Everybody has their own opinion on which practices are best for a thriving business, and that’s not necessarily a bad thing. There is no one single way of running a successful company – if there was, we’d all be doing it. Even so, there’s one issue that seems to cause particularly harsh debate amongst employers: working from home.
These days, more and more companies seem to be adopting WFH policies on some level or another. Some places will offer a limited number of WFH days a month, others will grant them on a case-by-case basis, and many allow their employees as much remote working time as they want or need.

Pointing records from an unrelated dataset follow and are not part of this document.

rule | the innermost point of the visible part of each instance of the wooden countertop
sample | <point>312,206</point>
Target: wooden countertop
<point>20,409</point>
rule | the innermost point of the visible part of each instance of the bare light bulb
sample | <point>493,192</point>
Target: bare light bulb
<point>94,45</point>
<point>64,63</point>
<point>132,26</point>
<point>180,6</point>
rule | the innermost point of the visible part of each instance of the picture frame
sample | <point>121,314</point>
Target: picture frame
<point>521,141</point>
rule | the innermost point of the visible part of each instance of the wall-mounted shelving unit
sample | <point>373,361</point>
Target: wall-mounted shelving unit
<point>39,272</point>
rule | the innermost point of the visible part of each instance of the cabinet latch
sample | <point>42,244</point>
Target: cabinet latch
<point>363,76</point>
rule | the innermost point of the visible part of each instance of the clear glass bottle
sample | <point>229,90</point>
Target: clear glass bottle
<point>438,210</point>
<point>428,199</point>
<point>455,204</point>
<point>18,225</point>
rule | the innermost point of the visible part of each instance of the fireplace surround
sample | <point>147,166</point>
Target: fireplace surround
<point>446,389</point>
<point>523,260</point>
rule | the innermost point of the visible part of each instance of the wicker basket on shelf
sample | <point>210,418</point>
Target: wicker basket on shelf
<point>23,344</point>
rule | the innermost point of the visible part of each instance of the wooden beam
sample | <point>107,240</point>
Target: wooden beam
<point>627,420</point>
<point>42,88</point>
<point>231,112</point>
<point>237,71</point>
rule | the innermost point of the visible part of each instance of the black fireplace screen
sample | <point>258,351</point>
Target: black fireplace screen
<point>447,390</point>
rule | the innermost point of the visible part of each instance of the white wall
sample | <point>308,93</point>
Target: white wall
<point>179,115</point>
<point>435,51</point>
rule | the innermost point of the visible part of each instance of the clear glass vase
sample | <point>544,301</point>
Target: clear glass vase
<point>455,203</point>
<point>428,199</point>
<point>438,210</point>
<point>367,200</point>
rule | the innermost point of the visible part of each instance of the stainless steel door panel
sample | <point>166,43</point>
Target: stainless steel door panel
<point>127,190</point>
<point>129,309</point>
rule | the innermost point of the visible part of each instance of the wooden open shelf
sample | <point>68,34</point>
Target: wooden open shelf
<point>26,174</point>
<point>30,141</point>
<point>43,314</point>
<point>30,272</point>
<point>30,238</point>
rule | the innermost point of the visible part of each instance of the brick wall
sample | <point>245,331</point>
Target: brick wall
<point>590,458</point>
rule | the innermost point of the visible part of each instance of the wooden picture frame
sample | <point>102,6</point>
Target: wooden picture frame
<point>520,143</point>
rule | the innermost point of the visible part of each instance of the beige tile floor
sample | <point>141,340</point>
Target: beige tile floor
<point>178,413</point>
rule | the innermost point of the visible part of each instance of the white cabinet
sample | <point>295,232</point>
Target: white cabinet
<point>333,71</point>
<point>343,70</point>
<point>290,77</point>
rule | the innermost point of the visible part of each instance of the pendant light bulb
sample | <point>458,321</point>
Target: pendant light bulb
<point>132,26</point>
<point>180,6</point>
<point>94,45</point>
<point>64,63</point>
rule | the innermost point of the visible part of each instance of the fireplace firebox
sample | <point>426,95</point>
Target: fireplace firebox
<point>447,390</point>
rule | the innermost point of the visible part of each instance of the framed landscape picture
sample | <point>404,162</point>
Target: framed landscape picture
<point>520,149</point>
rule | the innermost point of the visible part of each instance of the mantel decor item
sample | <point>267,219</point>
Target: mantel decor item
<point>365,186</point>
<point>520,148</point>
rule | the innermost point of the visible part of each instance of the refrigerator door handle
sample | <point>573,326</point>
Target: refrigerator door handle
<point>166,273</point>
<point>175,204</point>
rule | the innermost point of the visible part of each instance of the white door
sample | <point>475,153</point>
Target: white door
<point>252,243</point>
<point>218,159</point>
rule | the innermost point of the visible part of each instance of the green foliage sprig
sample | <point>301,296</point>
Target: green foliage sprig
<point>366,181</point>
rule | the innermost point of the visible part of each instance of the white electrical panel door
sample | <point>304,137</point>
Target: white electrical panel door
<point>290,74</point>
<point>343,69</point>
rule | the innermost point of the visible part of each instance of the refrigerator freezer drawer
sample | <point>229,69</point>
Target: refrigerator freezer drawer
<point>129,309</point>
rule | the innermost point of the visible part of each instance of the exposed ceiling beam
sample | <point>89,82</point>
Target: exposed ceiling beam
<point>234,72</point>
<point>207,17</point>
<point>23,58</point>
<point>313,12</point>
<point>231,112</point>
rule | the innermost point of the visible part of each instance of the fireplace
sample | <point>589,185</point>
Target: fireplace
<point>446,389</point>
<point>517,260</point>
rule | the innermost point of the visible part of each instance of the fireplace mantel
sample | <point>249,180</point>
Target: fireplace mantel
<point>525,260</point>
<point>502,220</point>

And yet, there have been some high profile incidents of companies banning working from home entirely. In 2013, for example, the chief of Yahoo, Marissa Mayer, changed her company’s policy so that staff always had to be in office during working hours. “To become the absolute best place to work, communication and collaboration will be important, so we need to be working side-by-side. That is why it is critical that we are all present in our offices,” she announced in a memo.
This decision incited backlash from employees, many of whom claimed they worked better from home. And there are plenty of business owners who would concur with them.
Matt Mullenweg, the CEO of Automattic (the company behind WordPress.com, Jetpack and WooCommerce), gave a TEDtalk at the start of this year on the benefits of what he calls “distributed” working – otherwise known as working remotely.
“We’re coming up on over 800 employees, and they live everywhere … Whether they are in RVs or travelling through Airbnbs, they are in new places every day, week or month. As long as they can find good Wi-Fi, we don’t care where they are,” he said.
The main benefit for employees, he explained, is that everyone can have a level of autonomy that simply isn’t possible in an office environment.
“Everyone can have a corner office, their windows, the food they want to eat, you can choose when there’s music and when there’s silence,” he said. “You can choose what temperature the room should be. You can save the time you’d spend commuting and put it into things that are important to you.”
And, on the employer’s side, it means that you never have to compromise when recruiting talent because they’re too far away, or have a complicated schedule, or simply don’t want to give up the option of WFH in their existing role.
“In Silicon Valley, the big tech companies fish from essentially the same small pond or bay. A distributed company can fish from the entire ocean,” Mullenweg said. “Instead of hiring someone who grew up in Japan but lives in California, you can gain someone who lives, works, wakes up and goes to sleep wherever they are in the world. They bring a different understanding of that culture and a different lived experience.”
And Mullenweg’s claims are backed up by solid research, too.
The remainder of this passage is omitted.